The world in my dystopian sci fi novel is exactly the same as this world except people go to the bathroom to do a sneeze.
— Ben Jenkins (@bencjenkins) May 15, 2018
Screaming Is A Choice
Now, look — I can already hear the defence of “but they can’t help it!” WELL GUESS WHAT?
I consulted with numerous medical experts (meaning I googled ‘what happens when we sneeze?’ and clicked the first link). It turns out that during this process, the throat actually seals shut. SHUT. Air is then released from the nose and mouth. AIR. There is absolutely no reason for the vocal cords to chime in.
Even the nerds at Live Science state there is a element of personal control when it comes to noisy snifflers.
So for heaven’s sake, take a long hard look at yourself and work on your willpower. To avoid the shock I would like to propose all loud sneezers wear badges on their shirts, or even brightly-coloured hats, as a signal of their complete lack of control and general personal failings.
If you cannot be master of your own nose and throat passages then at least give me some warning of who you are so that I may cross the street and not live my life in constant fear.

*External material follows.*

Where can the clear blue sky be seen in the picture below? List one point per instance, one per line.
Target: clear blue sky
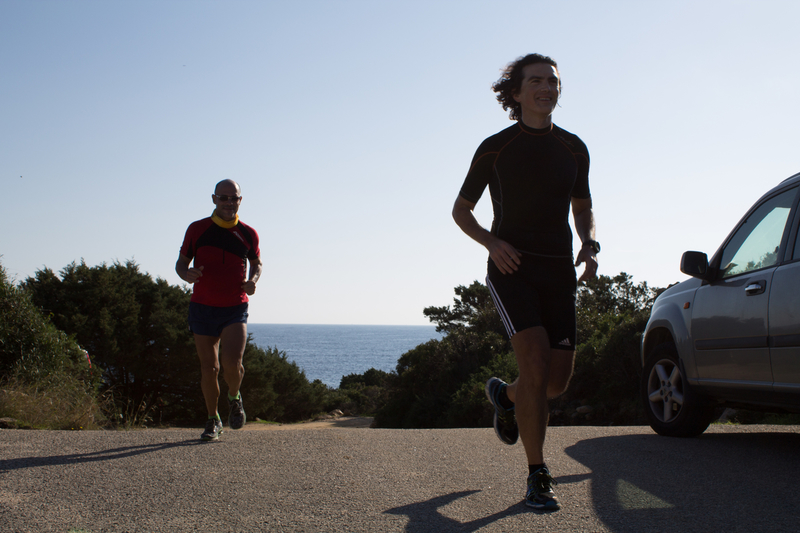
(351, 124)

What happens to the male body after 60 that makes you sneeze like you’re shouting.
— Ben Jenkins (@bencjenkins) August 28, 2018
Something I have noticed, though, is that there is a curious correlation with age with this phenomenon. In my experience, the younger a person is, the more like they are to emit the gentle ‘achoo’ and the older one is, the more likely they are to be shouting for several seconds, blowing their sneeze like a mini-tornado.
Is this behaviour then inevitable? Will this happen to me? Or does the ageing process simply mean you are alive to witness more atrocities and therefore have a lot of pent-up emotion inside?
After all this considered analysis, maybe we can conclude that it is simply a good excuse to let out a good scream. And you know what… I actually kind of admire that.